Variation in key character systems.

The modification to the mesoventrite in the genera treated here in the Piazurini varies from being a cup-shaped receptacle (as in Lobops ; Fig. 2 View Figures 1–9 ) to structured similarly to a cup-shaped receptacle but with the posterior margin flattened and depressed at least slightly below the level of the lateral margins of the channel (Figs 3 View Figures 1–9 , 4 View Figures 1–9 ) allowing the rostrum to pass through to the metaventrite if long enough. The eyes are often smaller and more separated and are not or not as sharply acuminate ventrally or laterally inflexed (Figs 38 View Figures 37–45 , 39 View Figures 37–45 ) as in many Lechriopini and Zygopini , but can be quite large and contiguous or subcontiguous (Figs 40-41 View Figures 37–45 ), taking up most of the surface of the head as well as be slightly ventrally acuminate to slightly laterally inflexed. The pygidium is exposed but not entirely visible in dorsal view (somewhat concealed from above by the elytral apex; e.g. Fig. 68 View Figures 67–70 ), usually only visible completely in posterior or ventral view. Abdominal ventrites are flat to slightly, evenly ascending. The vestiture consists of thick setae to small scales, usually not covering most of the body surface except in Lobops , which has large, flat and round scales. The femora are at least slightly clavate, the hind femur is without a lateral carina and lacks teeth at the mesal and lateral apical faces (Fig. 60 View Figures 55–66 ; in most lechriopines and zygopines, a tooth is usually present at the mesal and/or lateral face of the femoral apex on the middle and/or hind legs as in Figs 61-63 View Figures 55–66 ), and several genera have a large, laterally compressed, triangular ventral tooth. This large triangular tooth is also found in other conoderine tribes (e.g. Menemachini Lacordaire, 1865; Campyloscelini Schoenherr, 1845) as well as other groups of weevils (e.g. Hylobiini Kirby, 1837). Despite this homoplasious distribution in Curculionidae it likely represents a single origin within the Piazurini , with the genera having it also sharing additional characters; it is also not found in other New World Conoderinae , making it useful for diagnosing the group of Piazurines that bear it.

Additional characters of potential phylogenetic significance.

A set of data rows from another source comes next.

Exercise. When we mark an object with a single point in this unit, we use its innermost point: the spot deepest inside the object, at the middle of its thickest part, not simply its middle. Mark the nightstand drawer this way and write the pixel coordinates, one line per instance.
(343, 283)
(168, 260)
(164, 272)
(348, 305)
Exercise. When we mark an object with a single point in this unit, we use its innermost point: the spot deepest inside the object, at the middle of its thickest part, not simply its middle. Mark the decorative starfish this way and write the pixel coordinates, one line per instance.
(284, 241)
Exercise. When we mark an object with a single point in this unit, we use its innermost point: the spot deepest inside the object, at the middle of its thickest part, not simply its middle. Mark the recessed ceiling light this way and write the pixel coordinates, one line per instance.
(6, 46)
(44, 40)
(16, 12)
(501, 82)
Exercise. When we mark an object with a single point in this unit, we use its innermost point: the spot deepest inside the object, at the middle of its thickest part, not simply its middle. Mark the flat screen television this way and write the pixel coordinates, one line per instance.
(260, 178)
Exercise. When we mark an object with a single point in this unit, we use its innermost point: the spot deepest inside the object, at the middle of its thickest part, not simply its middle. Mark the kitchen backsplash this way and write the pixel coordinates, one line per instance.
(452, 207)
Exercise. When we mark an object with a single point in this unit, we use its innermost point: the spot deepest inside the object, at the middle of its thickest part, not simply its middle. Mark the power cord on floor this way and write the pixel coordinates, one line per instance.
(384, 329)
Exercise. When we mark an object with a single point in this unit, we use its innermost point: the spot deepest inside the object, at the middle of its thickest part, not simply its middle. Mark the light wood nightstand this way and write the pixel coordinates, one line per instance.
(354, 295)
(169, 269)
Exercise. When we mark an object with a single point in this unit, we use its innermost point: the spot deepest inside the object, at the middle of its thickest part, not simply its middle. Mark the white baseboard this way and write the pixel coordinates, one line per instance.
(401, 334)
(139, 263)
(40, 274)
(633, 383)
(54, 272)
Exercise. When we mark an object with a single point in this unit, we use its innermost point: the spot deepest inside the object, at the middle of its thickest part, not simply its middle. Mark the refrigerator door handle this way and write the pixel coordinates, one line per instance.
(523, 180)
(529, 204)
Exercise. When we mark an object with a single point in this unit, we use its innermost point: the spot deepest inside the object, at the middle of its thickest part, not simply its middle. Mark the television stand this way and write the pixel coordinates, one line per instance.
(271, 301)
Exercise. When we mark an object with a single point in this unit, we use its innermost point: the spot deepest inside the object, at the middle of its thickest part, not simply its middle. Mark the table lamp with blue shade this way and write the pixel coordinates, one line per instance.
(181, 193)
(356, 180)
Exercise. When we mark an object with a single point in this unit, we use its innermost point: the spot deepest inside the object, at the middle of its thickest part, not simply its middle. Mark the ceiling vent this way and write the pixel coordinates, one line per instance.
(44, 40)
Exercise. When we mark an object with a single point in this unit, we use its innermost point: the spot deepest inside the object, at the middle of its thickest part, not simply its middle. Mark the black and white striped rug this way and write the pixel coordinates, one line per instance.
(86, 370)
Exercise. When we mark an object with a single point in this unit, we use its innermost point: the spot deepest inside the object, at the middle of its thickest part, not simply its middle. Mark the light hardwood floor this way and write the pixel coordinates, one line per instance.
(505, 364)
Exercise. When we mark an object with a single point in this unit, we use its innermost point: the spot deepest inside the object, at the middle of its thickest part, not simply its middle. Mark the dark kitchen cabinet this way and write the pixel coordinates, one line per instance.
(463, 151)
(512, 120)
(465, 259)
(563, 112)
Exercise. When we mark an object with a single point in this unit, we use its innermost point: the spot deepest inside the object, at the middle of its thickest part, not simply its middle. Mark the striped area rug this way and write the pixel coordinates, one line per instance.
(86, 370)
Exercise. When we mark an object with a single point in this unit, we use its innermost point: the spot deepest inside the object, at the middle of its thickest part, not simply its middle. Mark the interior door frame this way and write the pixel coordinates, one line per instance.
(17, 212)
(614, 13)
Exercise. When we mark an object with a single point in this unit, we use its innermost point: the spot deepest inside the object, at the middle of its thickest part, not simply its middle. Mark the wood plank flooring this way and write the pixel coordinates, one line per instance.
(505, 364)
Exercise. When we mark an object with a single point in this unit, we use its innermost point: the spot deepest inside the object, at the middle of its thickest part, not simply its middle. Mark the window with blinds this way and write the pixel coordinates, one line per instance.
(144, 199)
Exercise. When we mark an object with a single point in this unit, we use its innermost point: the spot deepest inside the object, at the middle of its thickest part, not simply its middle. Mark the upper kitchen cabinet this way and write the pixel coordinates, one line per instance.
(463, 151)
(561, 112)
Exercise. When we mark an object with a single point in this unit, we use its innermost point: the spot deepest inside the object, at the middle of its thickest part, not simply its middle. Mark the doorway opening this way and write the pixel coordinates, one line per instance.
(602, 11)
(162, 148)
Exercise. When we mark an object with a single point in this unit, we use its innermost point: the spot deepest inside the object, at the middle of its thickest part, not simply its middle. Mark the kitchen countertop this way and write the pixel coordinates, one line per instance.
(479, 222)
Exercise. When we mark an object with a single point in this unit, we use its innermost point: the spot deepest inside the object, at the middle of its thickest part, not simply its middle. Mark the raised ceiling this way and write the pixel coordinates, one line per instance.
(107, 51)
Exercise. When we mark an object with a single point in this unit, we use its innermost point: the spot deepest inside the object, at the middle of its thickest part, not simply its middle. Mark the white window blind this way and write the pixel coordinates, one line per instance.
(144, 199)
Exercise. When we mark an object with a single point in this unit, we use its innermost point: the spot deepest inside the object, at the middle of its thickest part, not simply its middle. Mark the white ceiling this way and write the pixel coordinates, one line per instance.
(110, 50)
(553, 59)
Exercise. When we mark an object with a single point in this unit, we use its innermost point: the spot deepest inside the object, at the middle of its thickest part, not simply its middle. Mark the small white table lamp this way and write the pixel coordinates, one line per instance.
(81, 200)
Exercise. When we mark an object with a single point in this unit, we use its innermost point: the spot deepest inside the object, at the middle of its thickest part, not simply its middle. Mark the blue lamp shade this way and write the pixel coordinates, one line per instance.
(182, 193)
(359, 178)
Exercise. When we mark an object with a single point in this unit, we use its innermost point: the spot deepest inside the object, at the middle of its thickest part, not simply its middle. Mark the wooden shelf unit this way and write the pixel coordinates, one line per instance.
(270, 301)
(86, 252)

The metaventrite posteromedially has a transverse depression, not with a narrow longitudinal sulcus extending variably anteriorly as in most Lechriopini and Zygopini (but many species of Cratosomus have a broad longitudinal depression). The antennal club is typically more spherical to ovoid, with the suture between at least articles 2 and 3 sinuate (but also found in a few lechriopines and zygopines). A mesal process of the procoxae is absent in most piazurines and found in many lechriopines and zygopines (though present, among the Central American species observed, in Pseudopinarus , Lobops bonvouloiri (Hustache, 1932), and in the species Piazurus alternans Kirsch, 1875). Sclerolepidia are absent in Piazurini ( Lyal et al. 2006: 237). Additionally, piazurines are quite different behaviorally from the remainder of the New World Conoderinae , typically being less active in the daytime and no species are known to be part of the several widespread mimicry complexes found in the tribes Lechriopini and Zygopini ( Hespenheide 1995).

Diversity and distribution.

Fifty-two species are currently known from north of South America in five genera. Six additional genera are known only from South America, and one genus, Guiomatus , occurs in Papua New Guinea.